A study conducted by researchers at Duke University and Johns Hopkins Medical Centers and published in the journal Cancer (94:987-996) found that the use of indium-111-capromab pendetide (ProstaScint), a radiolabeled monoclonal antibody imaging agent, allowed identification of recurrent prostate cancer earlier than conventional imaging methods, such as the computed tomography (CT) scan. Prostate cancer recurs in nearly 40% of patients, and about 11% are at high risk for metastatic spread of the disease. Conventional imaging methods are often only able to detect a more advanced stage of prostate cancer.
These findings could have a significant effect on treatment. For example, patients whose cancer is localized might be able to avoid undergoing a full course of chemotherapy. If the cancer has metastasized, some patients could avoid unnecessary surgery or radiation therapy as well as the side effects that often accompany these treatments, such as incontinence and erectile dysfunction.

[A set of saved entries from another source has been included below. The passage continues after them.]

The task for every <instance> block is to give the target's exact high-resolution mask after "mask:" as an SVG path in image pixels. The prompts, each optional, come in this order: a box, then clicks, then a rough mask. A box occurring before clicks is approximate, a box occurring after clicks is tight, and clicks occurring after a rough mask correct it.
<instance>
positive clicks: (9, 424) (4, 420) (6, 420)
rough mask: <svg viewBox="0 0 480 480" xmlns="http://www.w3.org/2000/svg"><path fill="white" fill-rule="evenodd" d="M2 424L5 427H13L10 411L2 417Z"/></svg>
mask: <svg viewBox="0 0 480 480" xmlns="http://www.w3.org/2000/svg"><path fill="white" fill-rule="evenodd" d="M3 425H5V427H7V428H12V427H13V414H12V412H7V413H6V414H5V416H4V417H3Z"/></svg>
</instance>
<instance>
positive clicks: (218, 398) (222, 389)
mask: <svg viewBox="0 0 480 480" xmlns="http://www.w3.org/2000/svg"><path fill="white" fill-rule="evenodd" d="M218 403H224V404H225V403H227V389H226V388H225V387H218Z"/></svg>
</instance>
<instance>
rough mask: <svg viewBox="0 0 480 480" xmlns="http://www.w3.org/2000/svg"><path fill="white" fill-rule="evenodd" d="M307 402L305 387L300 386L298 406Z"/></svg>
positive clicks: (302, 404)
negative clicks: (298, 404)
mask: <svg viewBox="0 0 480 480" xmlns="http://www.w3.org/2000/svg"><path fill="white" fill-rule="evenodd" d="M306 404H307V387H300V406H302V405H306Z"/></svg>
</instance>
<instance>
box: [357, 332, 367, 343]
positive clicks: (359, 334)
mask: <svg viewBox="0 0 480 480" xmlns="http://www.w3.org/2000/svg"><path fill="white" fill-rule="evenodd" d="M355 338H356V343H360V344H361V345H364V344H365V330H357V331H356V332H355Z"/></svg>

The multicenter study led by Ganesh V. Raj, MD, PhD, from the Division of Urology, Duke University Medical Center, involved 255 men, who, after undergoing a radical prostatectomy, received no additional therapy and subsequently had an increase in their prostate-specific antigen (PSA) levels as the only indication that their cancer had recurred. These patients, whose PSA levels ranged from 0.1 to 4.0 ng/mL, then underwent capromab pendetide immunoscintigraphy to localize their disease.
The scan identified recurrent disease in 72% of patients with a PSA ≤ 4.0 ng/mL. Of 151 patients who underwent additional studies, bone and/or CT scans identified recurrence in 12% (16/139) and 16% (15/92) of patients, respectively.
"In most instances, conventional imaging modalities such as a CT scan detect a recurrence of prostate cancer only when a volume of cancer effects changes to normal anatomic structures, which also indicates a significant advance in disease progression," said Dr. Raj. "This study suggests that a ProstaScint scan may detect and localize recurrent prostate cancer earlier than previously thought possible for patients with a low serum PSA after radical prostatectomy."